I am stagnant. Not just with writing, with everything. I can’t be alone in being uninspired at the moment. 2020 has given me cankles, anxiety and zero drive. I’m not a total quitter, I can just about muster the enthusiasm to empty the contents of the fridge. Cankles take maintenance.
As someone who doesn’t like people that much, I take it as a personal defeat to admit that I miss people. I miss walking behind slow people at the supermarket, cursing them and their future descendants. I miss seeing friends and never finishing a conversation because one of our children decides to vomit/impale themselves/recount the story of how they put their own socks on 300 times. Sod it, I even miss softplay. We had just hit the sweet spot where I didn’t have to drag my flab round the joint after them and could drink a cup of ‘tea’ in relative peace. Nothing screams parental bliss like a lukewarm beige cuppa while Facebook stalking high school peers and blocking out the war cries of 50 hyperactive minors.
I have had my fill of escapism. Bridgeton filled the void but that was binge watched in two nights. I’ve jet washed every surface within 500m of my property. Then watched The Home Edit, bought a label maker and labelled all surfaces within 500m of my property. I saw the bottom of the washing basket.
I want my people back.
Two friends moved abroad earlier in the year. Now I haven’t seen them this year, on account of you know what, but even with them living at the other end of the country the world felt safer knowing they were there.

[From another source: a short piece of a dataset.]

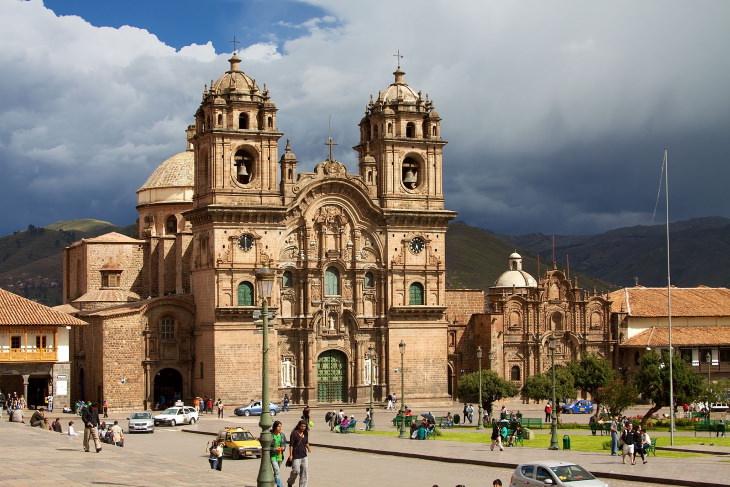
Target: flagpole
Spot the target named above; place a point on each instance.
(669, 308)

I haven’t faced the fact they are so far away because I don’t like the unease it brings. People around offers a safety net, a sounding board and perspective you can’t always reach on your own. I need a virtual slap sometimes and a kick to put on my big girl pants and get on with things. That has been lacking this year.
With children during all this, I miss seeing other parents and getting that reassurance it’s not only my offspring that can be dickheads.
I miss the people I am not allowed to see, and because of this I miss the people I cannot see even more. I’m not a big believer in the afterlife, but I think we live on in others. In their mannerisms, outlook and humour. Without people I feel a wave of grief creeping up. Normally this would be waived by meeting my sister, who looks like my Mum, or by my brother making a terrible joke she would have approved of. Absence of people makes the absence of her more acute.
After Mum’s funeral we sat round a fire with people from the various parts of her life sharing stories. I remember seeing the impact of her actions, sharing that experience with those people and watching the flames. My brother looking after everyone and my sister topping up unsuspecting glasses with a very questionable cocktail we put together in an oversized plant pot. It ended with tutting neighbours at the stream of mourners forced to sleep in their cars on the main road.
To have lost someone during this pandemic must be horrific. Not only for the loss itself, but for the denial of that shared grief. A collective strength can be drawn from rallying around a loved one in pain. When I think things have hit the fan I look back at how my Mum faced cancer and draw on that. She in turn had talked about the way my friend Matthew Fletcher faced Leukaemia at 16. At the time it is an unwelcome strength, but in retrospect a needed one that has a ripple effect the person themselves will sadly never see. This year suffering has been behind closed doors and hidden behind statistics. I hope stories will be told about those people while sat around fires in the not too distant future.
Don’t be a dick. Stay home, let’s get this over with.